Cyclopentadiene combustion in a plug flow reactor near 1150 K

Abstract

Cyclopentadienyl (CPDyl) was generated for study by oxidizing and pyrolizing 1,3-cyclopentadiene (CPD) in Princeton’s adiabatic, atmospheric pressure flow reactor. This study used nitrogen carrier gas, initial CPD concentrations from 1000 to 3000ppm by volume (ppmv), equivalence ratios from fuel lean (ϕ=0.6) to pyrolytic conditions (ϕ=100) and initial temperatures from 1100 to 1200K. The reaction progress was followed from 5 to 150ms using a water cooled sample probe and GC–FID analysis of C1–C14 species. The oxidation results show that CPD and CPDyl react via 19 pathways to yield 22 hydrocarbon intermediates.
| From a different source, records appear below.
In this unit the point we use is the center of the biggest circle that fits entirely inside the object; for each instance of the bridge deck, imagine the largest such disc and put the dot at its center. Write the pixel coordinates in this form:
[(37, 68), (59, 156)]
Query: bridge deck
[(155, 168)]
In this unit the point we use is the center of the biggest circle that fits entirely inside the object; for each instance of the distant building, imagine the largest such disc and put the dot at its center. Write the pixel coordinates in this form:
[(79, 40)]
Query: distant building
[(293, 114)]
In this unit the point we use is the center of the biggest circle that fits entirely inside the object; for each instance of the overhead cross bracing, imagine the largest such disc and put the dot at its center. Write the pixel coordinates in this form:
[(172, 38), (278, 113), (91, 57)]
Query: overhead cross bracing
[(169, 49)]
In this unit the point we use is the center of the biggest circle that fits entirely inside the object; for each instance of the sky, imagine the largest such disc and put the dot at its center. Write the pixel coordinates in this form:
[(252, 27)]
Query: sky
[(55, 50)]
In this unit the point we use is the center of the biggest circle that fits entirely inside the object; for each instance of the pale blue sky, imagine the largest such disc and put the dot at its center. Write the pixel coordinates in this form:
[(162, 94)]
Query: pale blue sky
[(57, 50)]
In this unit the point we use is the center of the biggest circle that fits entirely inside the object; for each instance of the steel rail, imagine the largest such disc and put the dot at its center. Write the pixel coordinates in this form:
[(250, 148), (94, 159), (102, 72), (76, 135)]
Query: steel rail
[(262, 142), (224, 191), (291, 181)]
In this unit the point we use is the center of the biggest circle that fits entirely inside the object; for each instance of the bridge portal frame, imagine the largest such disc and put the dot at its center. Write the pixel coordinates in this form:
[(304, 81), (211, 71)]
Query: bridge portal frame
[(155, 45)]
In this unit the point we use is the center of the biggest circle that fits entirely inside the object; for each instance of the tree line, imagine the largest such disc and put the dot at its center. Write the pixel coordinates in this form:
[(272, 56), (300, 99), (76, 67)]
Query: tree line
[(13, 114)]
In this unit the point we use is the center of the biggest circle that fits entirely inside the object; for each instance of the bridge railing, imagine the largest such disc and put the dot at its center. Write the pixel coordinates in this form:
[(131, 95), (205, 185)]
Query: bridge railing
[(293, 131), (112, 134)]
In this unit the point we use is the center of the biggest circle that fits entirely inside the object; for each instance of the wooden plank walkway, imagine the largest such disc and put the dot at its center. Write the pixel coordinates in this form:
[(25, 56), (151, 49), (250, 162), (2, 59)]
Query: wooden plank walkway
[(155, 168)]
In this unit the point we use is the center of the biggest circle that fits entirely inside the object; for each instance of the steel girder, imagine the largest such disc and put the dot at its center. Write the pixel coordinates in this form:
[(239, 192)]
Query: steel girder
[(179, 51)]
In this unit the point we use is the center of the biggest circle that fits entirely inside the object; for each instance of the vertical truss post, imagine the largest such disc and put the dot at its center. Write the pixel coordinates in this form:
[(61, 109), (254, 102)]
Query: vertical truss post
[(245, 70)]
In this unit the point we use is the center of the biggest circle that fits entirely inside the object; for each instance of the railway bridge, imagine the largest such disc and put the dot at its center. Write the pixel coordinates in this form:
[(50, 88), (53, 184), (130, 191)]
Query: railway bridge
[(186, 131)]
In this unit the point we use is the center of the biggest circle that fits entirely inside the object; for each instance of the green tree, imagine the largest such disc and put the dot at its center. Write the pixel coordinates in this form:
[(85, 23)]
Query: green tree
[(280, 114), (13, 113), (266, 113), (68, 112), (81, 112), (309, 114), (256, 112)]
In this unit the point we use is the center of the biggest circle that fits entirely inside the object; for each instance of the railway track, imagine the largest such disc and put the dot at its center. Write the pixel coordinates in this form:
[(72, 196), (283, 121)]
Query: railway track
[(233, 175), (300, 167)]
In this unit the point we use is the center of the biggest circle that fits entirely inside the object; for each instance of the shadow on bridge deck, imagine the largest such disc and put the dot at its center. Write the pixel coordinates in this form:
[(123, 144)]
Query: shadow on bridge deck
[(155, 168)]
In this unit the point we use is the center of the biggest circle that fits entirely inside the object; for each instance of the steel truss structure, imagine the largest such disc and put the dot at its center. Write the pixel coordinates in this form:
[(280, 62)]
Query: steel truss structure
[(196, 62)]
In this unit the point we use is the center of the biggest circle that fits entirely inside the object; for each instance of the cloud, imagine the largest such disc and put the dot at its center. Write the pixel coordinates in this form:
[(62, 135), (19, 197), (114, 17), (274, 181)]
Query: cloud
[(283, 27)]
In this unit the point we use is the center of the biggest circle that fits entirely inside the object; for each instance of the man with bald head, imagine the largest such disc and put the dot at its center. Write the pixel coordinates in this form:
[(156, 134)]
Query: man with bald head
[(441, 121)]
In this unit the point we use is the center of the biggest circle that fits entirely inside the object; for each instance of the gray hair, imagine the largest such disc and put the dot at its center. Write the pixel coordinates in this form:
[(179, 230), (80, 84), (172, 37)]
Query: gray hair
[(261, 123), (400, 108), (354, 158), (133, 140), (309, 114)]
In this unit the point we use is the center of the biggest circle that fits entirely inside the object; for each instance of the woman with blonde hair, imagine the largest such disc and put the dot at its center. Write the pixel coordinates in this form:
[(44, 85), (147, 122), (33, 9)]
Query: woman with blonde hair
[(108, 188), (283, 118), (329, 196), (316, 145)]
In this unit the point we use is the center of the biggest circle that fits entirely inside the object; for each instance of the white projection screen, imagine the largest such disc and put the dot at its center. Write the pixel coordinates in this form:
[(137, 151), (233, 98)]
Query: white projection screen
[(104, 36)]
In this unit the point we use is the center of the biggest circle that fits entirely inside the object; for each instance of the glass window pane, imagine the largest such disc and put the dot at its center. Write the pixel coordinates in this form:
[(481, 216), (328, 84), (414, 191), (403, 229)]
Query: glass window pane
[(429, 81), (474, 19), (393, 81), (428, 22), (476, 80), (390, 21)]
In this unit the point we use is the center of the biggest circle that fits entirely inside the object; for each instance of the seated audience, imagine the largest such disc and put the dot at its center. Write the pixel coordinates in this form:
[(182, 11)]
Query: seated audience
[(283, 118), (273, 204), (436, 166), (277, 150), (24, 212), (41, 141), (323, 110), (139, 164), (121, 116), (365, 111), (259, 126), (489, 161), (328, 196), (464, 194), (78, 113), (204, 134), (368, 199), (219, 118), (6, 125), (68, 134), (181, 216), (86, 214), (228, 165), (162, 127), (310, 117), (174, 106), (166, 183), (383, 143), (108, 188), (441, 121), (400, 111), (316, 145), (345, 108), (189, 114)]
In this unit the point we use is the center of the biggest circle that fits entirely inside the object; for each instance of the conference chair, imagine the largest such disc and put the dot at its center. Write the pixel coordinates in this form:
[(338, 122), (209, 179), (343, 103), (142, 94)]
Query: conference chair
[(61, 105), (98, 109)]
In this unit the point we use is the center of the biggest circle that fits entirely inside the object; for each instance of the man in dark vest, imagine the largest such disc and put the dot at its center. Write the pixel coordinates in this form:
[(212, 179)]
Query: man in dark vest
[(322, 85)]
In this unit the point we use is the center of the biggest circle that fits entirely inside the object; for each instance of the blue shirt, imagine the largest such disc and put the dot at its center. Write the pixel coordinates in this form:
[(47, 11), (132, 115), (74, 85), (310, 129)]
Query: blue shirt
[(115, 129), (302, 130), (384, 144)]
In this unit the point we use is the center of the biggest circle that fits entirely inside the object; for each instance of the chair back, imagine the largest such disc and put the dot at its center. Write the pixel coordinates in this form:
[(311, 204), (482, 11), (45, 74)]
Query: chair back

Analysis of the oxidative CPDyl ring opening pathways reveals the importance of the 2,4-cyclopentadienoxy (c-C5H5O) β-scission reaction: c-C5H5O↔CHCH–CHCH–CHO. The fastest theoretical mechanism has a calculated unimolecular high-pressure rate constant of 2.00×1013e−7215/Ts−1 which is seven orders of magnitude larger at 1150K than the previous literature estimate. Cyclopentadienone (CPDone) has been assumed to be an important intermediate in C5 ring oxidation even though it has not been unambiguously identified in the combustion environment. A detection limit of 20ppmv for CPDone in the present apparatus failed to note any CPDone. A set of mechanistic pathways for the C5 ring oxidation includes steps to avoid unrealistic CPDone production is presented. The complex mechanism illustrates the need for detailed models to understand the combustion of aromatics and soot precursors. The article stresses the importance of CPDyl in the formation of aromatic rings during combustion, which subsequently leads to polycyclic aromatic hydrocarbons (PAH) and soot precursors.